Emilienne Malfatto, laureada con el Goncourt a la primera novela y con el Albert Londres, ha sido periodista y fotógrafa de guerra en Irak. Tiene 35 años. Esta novela la escribe con una estructura inteligente: monólogos versificados en primera persona para dar una voz íntima al torturador, y fragmentos en tercera persona para narrar un mundo gris donde siempre llueve y aquellos que no mueren enloquecen. Malfatto, con comas amputadas, escribe así: "El vestíbulo está desierto. De las altas ventanas llega una tenue luz. Es la hora mostaza la hora mandarina la hora ocre, pero el ocre, como los demás colores, ha sido absorbido por la monocromía, al igual que el Palacio está bañado en esa misma luz gris, apenas teñida de naranja, pistilo de azafrán devorado enseguida por la ceniza".
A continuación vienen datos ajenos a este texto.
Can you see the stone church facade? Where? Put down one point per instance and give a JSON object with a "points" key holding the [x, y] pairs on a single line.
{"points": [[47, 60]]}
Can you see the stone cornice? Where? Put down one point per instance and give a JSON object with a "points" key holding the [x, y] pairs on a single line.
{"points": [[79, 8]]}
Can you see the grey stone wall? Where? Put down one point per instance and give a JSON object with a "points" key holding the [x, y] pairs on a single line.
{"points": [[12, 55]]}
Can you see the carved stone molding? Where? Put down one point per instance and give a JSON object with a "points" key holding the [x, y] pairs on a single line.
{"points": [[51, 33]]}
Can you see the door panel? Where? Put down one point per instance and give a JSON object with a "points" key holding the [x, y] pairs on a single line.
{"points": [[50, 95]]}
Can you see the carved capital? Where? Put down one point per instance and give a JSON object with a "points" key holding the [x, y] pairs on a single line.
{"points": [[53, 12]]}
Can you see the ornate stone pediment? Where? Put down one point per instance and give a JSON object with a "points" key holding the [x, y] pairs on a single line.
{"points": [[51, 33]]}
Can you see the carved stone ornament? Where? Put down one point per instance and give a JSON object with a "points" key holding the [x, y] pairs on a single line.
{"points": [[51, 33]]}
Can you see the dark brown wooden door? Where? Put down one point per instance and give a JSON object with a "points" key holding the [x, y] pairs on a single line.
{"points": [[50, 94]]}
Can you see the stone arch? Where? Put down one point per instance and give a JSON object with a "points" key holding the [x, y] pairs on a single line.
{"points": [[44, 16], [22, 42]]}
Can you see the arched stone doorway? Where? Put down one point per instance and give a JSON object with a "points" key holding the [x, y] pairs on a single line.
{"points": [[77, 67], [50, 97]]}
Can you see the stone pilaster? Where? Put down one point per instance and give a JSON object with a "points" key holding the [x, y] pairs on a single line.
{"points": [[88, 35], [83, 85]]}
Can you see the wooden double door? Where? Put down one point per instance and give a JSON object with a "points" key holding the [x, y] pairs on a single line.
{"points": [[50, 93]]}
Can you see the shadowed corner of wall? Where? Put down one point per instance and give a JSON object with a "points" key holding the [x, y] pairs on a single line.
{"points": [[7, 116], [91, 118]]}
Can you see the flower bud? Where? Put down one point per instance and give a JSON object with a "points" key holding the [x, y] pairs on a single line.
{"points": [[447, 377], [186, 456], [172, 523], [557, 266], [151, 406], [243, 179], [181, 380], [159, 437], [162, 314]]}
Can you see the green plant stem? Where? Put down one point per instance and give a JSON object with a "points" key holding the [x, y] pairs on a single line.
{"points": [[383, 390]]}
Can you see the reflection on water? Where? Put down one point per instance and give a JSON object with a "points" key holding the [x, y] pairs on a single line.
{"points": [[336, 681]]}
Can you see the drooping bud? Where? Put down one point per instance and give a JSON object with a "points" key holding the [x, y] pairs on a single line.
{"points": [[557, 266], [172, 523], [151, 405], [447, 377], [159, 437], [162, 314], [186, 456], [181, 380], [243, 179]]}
Le escribo a Malfatto con tres preguntas simples.
—¿Qué vio en la guerra?
—Vi mucha vida. No me malinterprete: la guerra es abominable y vi muerte, violencia, horrores. Pero no esperaba ver tanta vida, con sus dramas, sus tonterías y sus alegrías. Pero ojo: viví la guerra por decisión propia. Yo decidí irme a vivir a Irak —y también podía, si lo decidía, largarme con mi pasaporte europeo—. Quiero decir con esto que la guerra me afectó, claro, pero que no la sufrí, que la viví desde una posición extremadamente privilegiada.
—¿Qué ve en la poesía?
—¿Una razón para vivir, tal vez? ¿Una manera de aliviar las preguntas existenciales? ¿Algo que duela y consuele a la vez? Una mezcla de todo eso.
—¿Qué persigue con el estilo?
—Nada. Cuando escribo ficción no pienso ni persigo nada. Necesito sacar algo de mí, y ya. Es muy instintivo, como una pulsión.
Esa pulsión ha dado una pequeña gran obra.